Lancée le 12 juin 2026, la onzième édition de la Chimio-prévention du paludisme saisonnier bat actuellement son plein dans la région de l’Extrême-Nord. Portée par des agents de santé de terrain, cette opération gratuite cible plus d’un million de petits Camerounais pour endiguer la maladie à l’approche de la saison des pluies.
Une mobilisation de grande envergure pour protéger les plus fragiles
Le paludisme continue de peser lourdement sur les structures sanitaires, en particulier dans les zones septentrionales du pays.
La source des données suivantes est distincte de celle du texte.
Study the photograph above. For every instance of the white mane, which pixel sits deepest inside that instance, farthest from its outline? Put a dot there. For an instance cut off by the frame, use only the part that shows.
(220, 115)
Pour contrer cette menace endémique, la onzième campagne de Chimio-prévention du Paludisme Saisonnier (CPS) a officiellement débuté le 12 juin 2026. Du 12 au 14 juin, un vaste réseau d’agents de santé communautaires sillonne activement les ménages de la région de l’Extrême-Nord.
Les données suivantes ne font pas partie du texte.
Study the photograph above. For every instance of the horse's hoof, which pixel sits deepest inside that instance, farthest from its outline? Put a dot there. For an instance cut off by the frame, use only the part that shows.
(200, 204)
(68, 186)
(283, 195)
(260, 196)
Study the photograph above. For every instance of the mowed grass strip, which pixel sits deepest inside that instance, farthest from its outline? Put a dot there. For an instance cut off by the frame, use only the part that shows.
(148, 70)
L’objectif principal est l’administration de traitements préventifs gratuits à tous les enfants âgés de trois à cinquante-neuf mois, une tranche d’âge particulièrement vulnérable face à la transmission vectorielle lors de la période des pluies. Selon les précisions apportées par le Dr Jean-Pierre Kidwang, coordonnateur régional du Groupe technique de lutte contre le paludisme, l’opération revêt cette année un caractère pluridisciplinaire. En plus de la distribution des médicaments, les équipes procèdent au rattrapage du suivi vaccinal des enfants et partent à la recherche des femmes enceintes ayant interrompu leur traitement préventif. Au total, ce sont plus de 1,5 million d’enfants qui sont concernés par ce dispositif d’envergure.
Des indicateurs encourageants mais une vigilance maintenue
Cette campagne de terrain s’inscrit dans un contexte sanitaire marqué par des progrès notables dans la lutte contre la maladie. Les données publiées par le Programme national de lutte contre le paludisme (PNLP) témoignent d’une baisse significative de la mortalité hospitalière. Alors que les formations sanitaires du pays dénombraient 4 500 décès liés au paludisme en 2019, ce chiffre a été ramené à 2 016 en 2024.
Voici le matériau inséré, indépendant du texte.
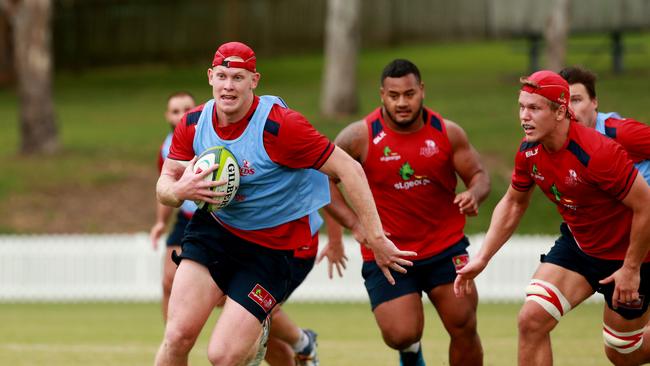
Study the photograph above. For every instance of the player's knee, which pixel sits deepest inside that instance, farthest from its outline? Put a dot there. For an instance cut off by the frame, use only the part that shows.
(401, 339)
(533, 321)
(619, 346)
(168, 280)
(462, 326)
(551, 302)
(178, 340)
(221, 357)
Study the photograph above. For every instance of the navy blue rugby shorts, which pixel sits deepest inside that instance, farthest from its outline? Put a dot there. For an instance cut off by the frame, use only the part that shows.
(254, 276)
(176, 235)
(566, 253)
(423, 276)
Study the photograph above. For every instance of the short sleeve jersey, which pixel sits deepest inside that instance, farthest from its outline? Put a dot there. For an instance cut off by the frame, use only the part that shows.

La prévalence globale connaît également une inflexion favorable. En 2024, les structures de santé du triangle national ont pris en charge près de 3 millions de cas, enregistrant une baisse en valeur absolue de 13 000 cas par rapport à l’exercice précédent, ainsi que l’a souligné Jean Fosso, secrétaire permanent adjoint du PNLP.
Néanmoins, les autorités sanitaires rappellent que la prudence reste de mise. Lors d’une réunion d’information médiatique tenue le 15 avril dernier en présence d’Albert Frank Ze Meka, secrétaire permanent du PNLP, il a été rappelé que le paludisme demeure un problème majeur de santé publique au Cameroun. Les efforts se poursuivent donc sans relâche, s’inscrivant dans la droite ligne des appels de l’Organisation mondiale de la santé (OMS) en faveur d’une accélération des stratégies d’éradication.